Namun walau Ibu senang melihat dia yang aktif bergerak, ada beberapa hal yang perlu Ibu perhatikan terutama yang berkaitan dengan keselamatannya. Apa saja yang perlu Ibu perhatikan?

  1. Tidak meninggalkan si Kecil sendirian dan tanpa pengawasan di area air, seperti di sekitar kolam, bak mandi, atau bak penampungan air, dan sumur walau dalam hitungan detik. Dengan aktivitasnya yang luar biasa, si Kecil dapat saja tercebur ke dalam air dan berisiko tenggelam
  2. Jauhkan cairan kimiawi rumah tangga, insektisida, cairan pembersih kaca, pemutih, sabun cair, kapur barus warna warni, dan sejenisnya. Simpanlah barang-barang tersebut di tempat yang tidak dapat dijangkau dan kuncilah di dalam lemari untuk menghindari risiko tertelan oleh si Kecil. Demikian halnya dengan deposit atau kotak penyimpanan obat, hendaknya Ibu meletakkan semua obat-obatan dalam lemari terkunci.
  3. Jauhkan sumber api, seperti kompor, pemanggang roti , pemantik api, korek api dan lilin serta kembang api, petasan, dan bahan yang mudah terbakar dari jangkauan anak-anak untuk menghindari risiko terbakar.
  4. Usahakan selalu tempat tidur si Kecil bebas dari barang-barang, boneka, dan selalu dilapisi sprei yang sesuai ukuran kasur agar tidak terlipat dan terhindar dari risiko tertutupnya saluran napas saat tidur. Beberapa orangtua akan menurunkan kasur dari ranjang agar ketinggiannya tidak terlalu tinggi dan mencegah si Kecil tidak terjatuh dari ranjang.

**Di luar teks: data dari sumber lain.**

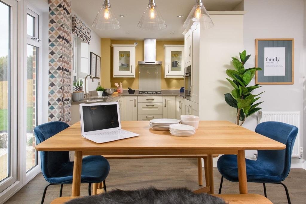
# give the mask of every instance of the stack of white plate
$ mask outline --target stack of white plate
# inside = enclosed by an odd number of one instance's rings
[[[169,131],[169,125],[179,124],[180,122],[179,120],[175,119],[153,119],[150,121],[149,125],[151,128],[155,130]]]
[[[177,124],[169,126],[170,133],[172,135],[180,137],[188,137],[196,133],[196,128],[190,125]]]

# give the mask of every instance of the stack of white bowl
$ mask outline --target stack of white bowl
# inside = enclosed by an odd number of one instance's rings
[[[200,118],[196,116],[189,115],[182,115],[181,116],[181,123],[185,125],[191,125],[194,127],[196,130],[199,127]]]
[[[169,126],[170,125],[179,123],[180,121],[178,120],[161,118],[151,120],[149,125],[155,130],[169,131]]]
[[[177,124],[170,125],[170,133],[172,135],[180,137],[188,137],[196,133],[196,128],[190,125]]]

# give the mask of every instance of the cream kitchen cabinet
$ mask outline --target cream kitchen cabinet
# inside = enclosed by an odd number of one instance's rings
[[[125,120],[125,97],[121,96],[117,101],[119,103],[120,120],[121,121]]]
[[[112,45],[114,77],[135,77],[135,45]]]
[[[198,104],[187,99],[185,99],[184,102],[185,115],[192,115],[199,116]]]
[[[182,97],[177,96],[175,101],[175,119],[181,120],[181,116],[185,115],[185,100]]]
[[[175,97],[163,96],[162,117],[175,118]]]
[[[183,78],[185,61],[183,45],[165,45],[165,78]]]
[[[137,121],[138,106],[137,97],[125,96],[125,120]]]

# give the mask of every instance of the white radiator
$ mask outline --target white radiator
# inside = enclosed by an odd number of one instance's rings
[[[297,126],[299,132],[292,150],[292,157],[301,158],[300,113],[300,111],[258,112],[258,123],[267,121],[281,122]]]

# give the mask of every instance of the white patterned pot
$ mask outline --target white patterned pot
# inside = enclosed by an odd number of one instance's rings
[[[73,92],[83,91],[83,87],[81,86],[73,86]]]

  5. Berikan pengaman pada setiap saklar atau input listrik untuk menghindari si Kecil tersengat listrik saat ia tidak dalam pengawasan. Jauhkan peralatan listrik, seperti pengering rambut, kabel televisi dan radio dari jangkauan si Kecil.
  6. Berikan pengaman pada tepi meja yang tajam dengan pengaman yang telah banyak dijual di toko agar saat si Kecil belajar jalan, kepalanya tidak terbentur tepi meja yang tajam
  7. Pastikan jendela rumah selalu terkunci saat si Kecil berada di sekitarnya, terutama jendela yang dapat dijangkau dan tidak memiliki teralis. Jendela yang berada di lantai atas tanpa dikunci sangat berbahaya bagi si Kecil karena si Kecil dapat saja terjatuh. Biasanya jendela ini banyak ditemui di apartemen.
  8. Jauhkan barang-barang dan pernak pernik kecil, seperti peniti, paku payung, klip, stappler dan sebagainya dari jangkauan anak-anak. Simpanlah dalam laci atau lemari tertutup yang tidak dapat dibuka.
  9. Jagalah akses naik dan turun tangga. Dampingilah si Kecil saat ia ingin melatih gerakannya untuk naik dan turun tangga agar terhindar dari kecelakaan.
  10. Sediakanlah kotak pertolongan pertama agar bila sewaktu-waktu si Kecil cedera, Ibu dapat memberikan pertolongan pertama sebelum dibawa ke dokter.

Sepuluh tips di atas dapat membantu dan mengingatkan Ibu tentang hal-hal yang perlu diwaspadai dalam lingkungan rumah. Berhati-hari memang baik, namun tidak perlu sampai membatasi aktivitas dan gerakan si Kecil. Selama masih dalam pengawasan dan batas aman, Ibu tidak perlu cemas. Bila Ibu suatu waktu perlu meninggalkan si Kecil sesaat, mintalah bantuan orang lain untuk mengawasi si Kecil. Jangan pernah meninggalkan si Kecil tanpa pengawasan, walau hanya sebentar.